Snow & Extreme cold weather Leads to Heart Attacks
We might sing, “Let it snow,” but winter weather loses its charm when it comes time to shovel. Not only can shoveling snow lead to slips, falls and backaches, it also raises the risk of heart attack.
Why so dangerous? Exercise raises heart rates, while cold temperatures constrict blood vessels and arteries. The combination can prove deadly. For men aged 35 to 49, shoveling snow triples the risk of heart attack death.

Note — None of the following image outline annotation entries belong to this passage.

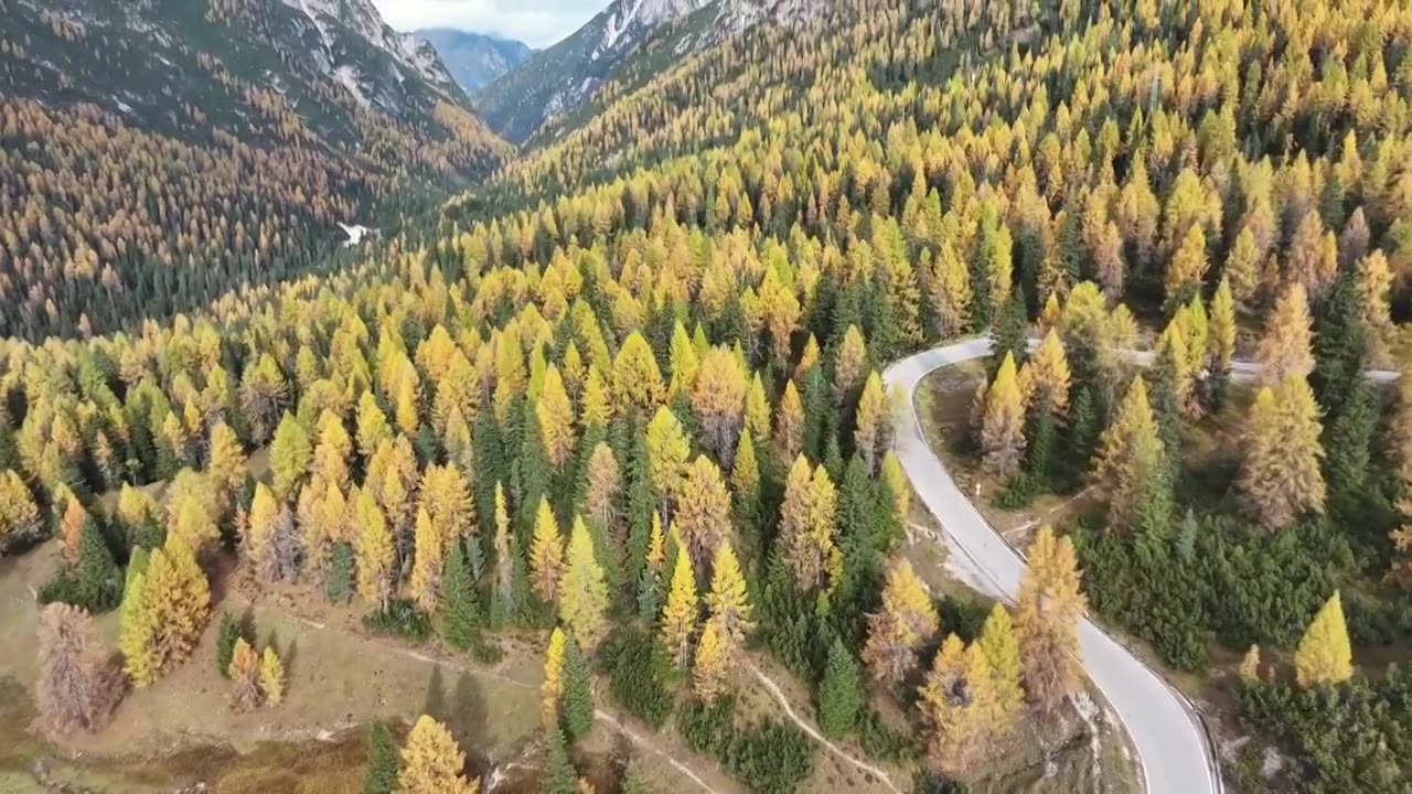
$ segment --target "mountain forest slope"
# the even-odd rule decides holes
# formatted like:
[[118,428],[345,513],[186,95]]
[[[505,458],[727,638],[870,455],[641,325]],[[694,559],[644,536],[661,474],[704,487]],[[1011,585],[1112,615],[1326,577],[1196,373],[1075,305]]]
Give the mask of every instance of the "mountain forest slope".
[[4,0],[0,85],[0,333],[106,331],[297,274],[335,222],[510,151],[360,1]]
[[[647,34],[513,157],[472,136],[494,174],[345,267],[0,343],[0,538],[59,538],[44,600],[121,610],[130,702],[196,664],[233,567],[253,599],[352,603],[467,664],[528,647],[555,791],[599,706],[753,791],[851,788],[825,753],[946,790],[1043,769],[1027,729],[1096,711],[1072,653],[1091,606],[1214,692],[1217,746],[1248,747],[1221,759],[1233,788],[1405,791],[1412,379],[1361,373],[1408,360],[1412,8],[796,3],[652,45],[722,7]],[[439,171],[400,160],[431,127],[360,150],[264,105],[232,113],[369,158],[370,196]],[[4,208],[59,184],[0,174]],[[7,251],[69,244],[88,211],[49,205]],[[220,267],[174,271],[241,271]],[[6,292],[21,316],[35,285],[64,288]],[[880,376],[974,333],[997,355],[952,452],[997,502],[1090,507],[1034,533],[1012,609],[925,578]],[[761,670],[816,735],[741,695]],[[465,736],[414,737],[467,784]]]

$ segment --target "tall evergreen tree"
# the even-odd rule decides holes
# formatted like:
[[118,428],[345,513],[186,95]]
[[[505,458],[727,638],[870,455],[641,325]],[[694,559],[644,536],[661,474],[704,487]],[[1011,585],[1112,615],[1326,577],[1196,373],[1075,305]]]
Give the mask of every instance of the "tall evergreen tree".
[[397,790],[397,774],[402,770],[397,743],[387,723],[374,718],[367,739],[367,774],[363,778],[363,794],[393,794]]
[[569,742],[578,742],[593,728],[593,678],[589,661],[583,657],[576,637],[569,637],[563,653],[563,735]]
[[473,647],[480,639],[481,629],[480,596],[460,540],[452,544],[441,589],[442,636],[452,647],[460,650]]

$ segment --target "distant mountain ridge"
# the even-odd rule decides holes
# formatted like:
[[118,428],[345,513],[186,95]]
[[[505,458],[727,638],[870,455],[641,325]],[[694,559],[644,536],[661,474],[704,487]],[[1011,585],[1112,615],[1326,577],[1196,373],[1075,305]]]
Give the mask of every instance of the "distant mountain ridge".
[[470,95],[524,64],[534,52],[522,41],[455,28],[424,28],[412,35],[436,48],[450,76]]
[[587,102],[648,40],[665,69],[702,47],[761,20],[812,11],[826,0],[614,0],[563,41],[480,89],[476,107],[490,127],[524,143],[548,122]]
[[304,273],[337,222],[513,154],[370,0],[0,0],[0,195],[24,175],[30,196],[0,229],[82,229],[0,256],[0,335],[35,338]]

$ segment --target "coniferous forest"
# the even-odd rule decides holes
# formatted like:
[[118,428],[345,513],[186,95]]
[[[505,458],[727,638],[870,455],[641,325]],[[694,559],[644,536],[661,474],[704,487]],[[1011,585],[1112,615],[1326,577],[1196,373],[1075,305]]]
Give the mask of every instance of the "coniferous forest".
[[[205,6],[285,52],[282,4]],[[538,790],[681,786],[642,770],[666,746],[750,791],[849,788],[834,762],[964,791],[1091,697],[1087,616],[1240,737],[1231,790],[1412,786],[1412,6],[791,8],[678,58],[651,34],[514,148],[288,55],[306,93],[267,93],[244,45],[186,52],[219,116],[124,120],[73,88],[134,57],[112,20],[0,0],[34,733],[212,665],[281,719],[316,663],[239,596],[528,670]],[[388,223],[335,251],[357,213]],[[1082,504],[1019,541],[1008,603],[911,552],[935,483],[884,380],[971,336],[936,452],[995,485],[977,507]],[[604,774],[609,721],[642,745]],[[486,787],[452,722],[352,715],[349,790]]]

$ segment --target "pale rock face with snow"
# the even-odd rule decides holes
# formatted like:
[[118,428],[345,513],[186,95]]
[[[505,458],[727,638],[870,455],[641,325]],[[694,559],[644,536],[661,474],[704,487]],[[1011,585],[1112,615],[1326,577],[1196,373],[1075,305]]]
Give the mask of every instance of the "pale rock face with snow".
[[[432,89],[448,97],[455,90],[456,83],[436,57],[436,49],[425,41],[418,41],[412,34],[397,32],[388,27],[371,0],[284,0],[284,4],[302,11],[313,21],[328,54],[326,62],[333,64],[335,34],[330,25],[342,23],[373,47],[387,52],[398,66],[415,73]],[[329,76],[347,86],[360,105],[369,106],[369,99],[360,88],[364,81],[354,66],[339,64],[332,68]]]

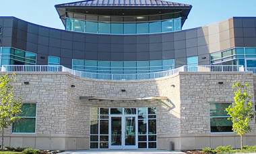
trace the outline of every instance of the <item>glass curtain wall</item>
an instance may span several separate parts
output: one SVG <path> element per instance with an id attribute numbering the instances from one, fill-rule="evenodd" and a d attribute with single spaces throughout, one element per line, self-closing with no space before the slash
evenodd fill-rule
<path id="1" fill-rule="evenodd" d="M 72 69 L 105 74 L 140 74 L 174 68 L 174 60 L 150 61 L 97 61 L 73 59 Z"/>
<path id="2" fill-rule="evenodd" d="M 192 56 L 187 58 L 187 65 L 188 67 L 188 71 L 197 72 L 198 56 Z"/>
<path id="3" fill-rule="evenodd" d="M 135 34 L 181 30 L 179 14 L 151 16 L 97 16 L 73 14 L 65 19 L 66 30 L 93 33 Z"/>
<path id="4" fill-rule="evenodd" d="M 133 132 L 135 129 L 130 127 L 122 129 L 122 123 L 129 114 L 133 114 L 137 117 L 137 120 L 132 125 L 137 125 L 137 132 Z M 126 116 L 126 117 L 125 117 Z M 122 133 L 122 131 L 133 131 L 129 135 L 137 134 L 137 147 L 139 149 L 156 149 L 156 107 L 139 107 L 139 108 L 90 108 L 90 149 L 108 149 L 109 145 L 121 146 L 129 145 L 127 141 L 133 141 L 134 137 L 127 137 L 127 133 Z M 125 120 L 126 119 L 126 120 Z M 109 130 L 111 128 L 111 130 Z M 129 129 L 130 128 L 130 129 Z M 110 133 L 110 134 L 109 134 Z M 125 136 L 123 136 L 125 135 Z M 110 138 L 111 139 L 110 139 Z M 125 137 L 125 144 L 122 138 Z M 109 143 L 110 141 L 111 143 Z"/>
<path id="5" fill-rule="evenodd" d="M 2 65 L 35 65 L 36 54 L 12 48 L 0 48 L 0 63 Z"/>
<path id="6" fill-rule="evenodd" d="M 210 54 L 211 64 L 256 68 L 256 48 L 236 48 Z"/>
<path id="7" fill-rule="evenodd" d="M 60 58 L 56 56 L 48 56 L 48 65 L 59 65 L 61 63 Z"/>

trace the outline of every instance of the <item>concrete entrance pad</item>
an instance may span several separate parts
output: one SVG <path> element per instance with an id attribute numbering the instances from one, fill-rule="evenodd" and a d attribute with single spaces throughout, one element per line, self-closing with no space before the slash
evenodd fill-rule
<path id="1" fill-rule="evenodd" d="M 183 152 L 170 151 L 166 150 L 84 150 L 84 151 L 69 151 L 61 153 L 66 154 L 185 154 Z"/>

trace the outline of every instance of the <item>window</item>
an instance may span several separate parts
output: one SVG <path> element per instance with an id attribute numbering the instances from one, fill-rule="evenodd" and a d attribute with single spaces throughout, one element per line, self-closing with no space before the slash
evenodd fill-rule
<path id="1" fill-rule="evenodd" d="M 161 31 L 161 21 L 150 23 L 150 33 L 160 33 Z"/>
<path id="2" fill-rule="evenodd" d="M 148 127 L 148 129 L 147 129 Z M 138 148 L 156 148 L 156 108 L 138 108 Z"/>
<path id="3" fill-rule="evenodd" d="M 198 57 L 197 56 L 188 57 L 187 58 L 187 64 L 188 66 L 188 71 L 197 72 Z"/>
<path id="4" fill-rule="evenodd" d="M 166 20 L 162 21 L 162 31 L 173 31 L 173 20 Z"/>
<path id="5" fill-rule="evenodd" d="M 60 64 L 59 57 L 49 56 L 48 57 L 48 64 L 49 65 L 59 65 Z"/>
<path id="6" fill-rule="evenodd" d="M 148 23 L 137 23 L 137 33 L 148 33 L 149 31 Z"/>
<path id="7" fill-rule="evenodd" d="M 12 125 L 12 133 L 36 133 L 36 104 L 24 103 L 22 106 L 22 112 L 18 115 L 21 119 Z"/>
<path id="8" fill-rule="evenodd" d="M 123 23 L 111 23 L 112 33 L 123 33 Z"/>
<path id="9" fill-rule="evenodd" d="M 156 148 L 156 108 L 90 108 L 90 149 L 108 149 L 112 145 L 123 146 L 126 142 L 122 134 L 126 130 L 127 117 L 133 117 L 137 126 L 137 145 L 139 149 Z M 135 117 L 137 119 L 135 120 Z M 124 124 L 124 125 L 122 125 Z M 110 129 L 110 130 L 109 130 Z M 133 129 L 133 130 L 135 130 Z M 110 132 L 110 134 L 109 133 Z M 110 137 L 110 139 L 109 139 Z M 111 141 L 108 143 L 108 141 Z M 109 145 L 108 145 L 109 144 Z"/>
<path id="10" fill-rule="evenodd" d="M 71 15 L 70 17 L 72 17 Z M 95 33 L 154 33 L 179 31 L 181 18 L 172 14 L 150 16 L 97 16 L 75 14 L 65 19 L 66 30 Z"/>
<path id="11" fill-rule="evenodd" d="M 210 104 L 210 125 L 212 133 L 232 132 L 232 121 L 226 108 L 229 103 L 211 103 Z"/>
<path id="12" fill-rule="evenodd" d="M 35 65 L 36 54 L 12 48 L 1 48 L 1 65 Z"/>
<path id="13" fill-rule="evenodd" d="M 136 23 L 125 23 L 124 24 L 125 33 L 136 33 Z"/>

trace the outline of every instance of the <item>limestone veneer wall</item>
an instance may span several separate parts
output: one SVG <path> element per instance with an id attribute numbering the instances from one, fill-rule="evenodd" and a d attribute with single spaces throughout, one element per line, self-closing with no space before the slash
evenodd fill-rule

Individuals with heart disease, a history of heart attack, high cholesterol or high blood pressure, or who smoke, should consult their doctor before attempting to shovel snow. Seniors and those unused to strenuous exercise should also take caution.
Luckily, some products make snow removal safer for those at-risk of heart attack. Snowblowers eliminate lifting and throwing. Another example, HeatTrak mats (www.heattrak.com), keep snow from accumulating. The waterproof mats, which are electrically heated, melt snow at a rate of two inches per hour. Homeowners who turn on the mats when snow begins to fall will enjoy clear stairs or walkways, no shoveling required. These mats are designed to be left out for the entire winter season — then simply roll them up and store them away in the spring.
If you do need to shovel, there are ways to reduce the risks. Here are some quick tips for safer shoveling:
– Take it easy. Clearing your driveway isn’t a competition. Stretch before starting. Instead of lifting and throwing huge piles of snow, skim two to three inches of snow at at time. If you need to avoid heavy lifting, use your shovel to push. rather than throw, snow to the side. Take a break every fifteen minutes, or when you feel uncomfortably tired or cold.
– Keep warm. Wear layers, even if you know that you’re going to work up a sweat. Staying hydrated is important, but stick to water or hot cocoa — the caffeine in coffee can constrict blood vessels.
– Avoid back strain. Bend your knees, and keep your back as straight as possible as you lift. Don’t bend at the waist, and step in the direction that you’re throwing snow.